A statement from CFS II (CFS or Commercial Financial Services in its first incarnation), the company said it has grown to 220 employees in about a year and a half, but will grow to 10,000 workers in the next three years, adding “we’ve done all this before.”
At its zenith, the original 11-year-old, $1 billion company employed nearly 4,000 in Tulsa and at a Shepherd Mall Oklahoma City location. It rose to prominence quickly and touted perks such as free, on-site day care and mass Las Vegas Disneyland trips for employees.
But it was employees who were among those who paid the price in the company’s sudden 1998 demise and ultimate bankruptcy. (In a bankruptcy liquidation, workers are classified as unsecured creditors.)
Bartmann went on to become a self-proclaimed advocate of debt collection reform and re-opened his company.

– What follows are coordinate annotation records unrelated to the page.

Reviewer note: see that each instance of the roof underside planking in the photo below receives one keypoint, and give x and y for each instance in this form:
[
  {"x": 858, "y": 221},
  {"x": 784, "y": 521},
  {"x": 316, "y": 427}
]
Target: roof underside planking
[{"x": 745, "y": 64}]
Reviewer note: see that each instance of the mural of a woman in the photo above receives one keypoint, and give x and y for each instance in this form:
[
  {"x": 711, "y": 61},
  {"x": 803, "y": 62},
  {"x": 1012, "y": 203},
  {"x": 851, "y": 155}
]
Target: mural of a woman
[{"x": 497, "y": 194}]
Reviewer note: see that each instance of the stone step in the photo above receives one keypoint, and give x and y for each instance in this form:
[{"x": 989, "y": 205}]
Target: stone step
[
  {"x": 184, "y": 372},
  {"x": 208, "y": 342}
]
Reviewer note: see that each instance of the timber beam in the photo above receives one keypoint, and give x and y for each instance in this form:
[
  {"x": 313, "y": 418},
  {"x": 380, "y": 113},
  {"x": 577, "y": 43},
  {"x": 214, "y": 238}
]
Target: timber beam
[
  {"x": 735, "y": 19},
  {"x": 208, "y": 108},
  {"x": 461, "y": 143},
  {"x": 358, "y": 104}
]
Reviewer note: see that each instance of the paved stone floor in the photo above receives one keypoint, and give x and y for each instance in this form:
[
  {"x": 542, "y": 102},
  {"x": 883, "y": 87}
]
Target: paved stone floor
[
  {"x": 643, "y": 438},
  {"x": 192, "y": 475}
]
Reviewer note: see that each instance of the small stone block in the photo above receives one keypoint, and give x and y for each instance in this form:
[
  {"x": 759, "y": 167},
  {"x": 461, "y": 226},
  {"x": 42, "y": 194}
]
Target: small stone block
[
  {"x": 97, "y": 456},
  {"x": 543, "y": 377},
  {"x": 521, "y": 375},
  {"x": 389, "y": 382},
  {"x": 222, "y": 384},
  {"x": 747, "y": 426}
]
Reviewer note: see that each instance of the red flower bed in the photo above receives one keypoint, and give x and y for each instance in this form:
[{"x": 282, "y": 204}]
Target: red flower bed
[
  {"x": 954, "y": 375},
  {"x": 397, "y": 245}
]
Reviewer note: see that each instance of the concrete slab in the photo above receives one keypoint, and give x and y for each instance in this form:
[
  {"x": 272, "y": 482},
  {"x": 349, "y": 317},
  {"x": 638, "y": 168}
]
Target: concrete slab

In response to queries to the Oklahoma Department of Commerce regarding the rationale of the Quality Jobs financial commitment to CFS II, media relations specialist Dustin Pyatt sent the following, written statement to CapitolBeatOK:
“CFS II, as any company enrolled in the Quality Jobs Program, will only receive benefits for actual jobs created in Oklahoma.“According to Quality Jobs Program statutes, the Incentive Approval Committee is charged with reviewing, among other things, adjustment and collection services companies which fall under NAICS Code 561440, such as CFS II, to insure a minimum of 75% of the loans to be serviced by the company were made by out-of-state debtors.
The members of the committee include the Director of the Office of State Finance, the Director of the Oklahoma Department of Commerce and one member of the Oklahoma Tax Commission.”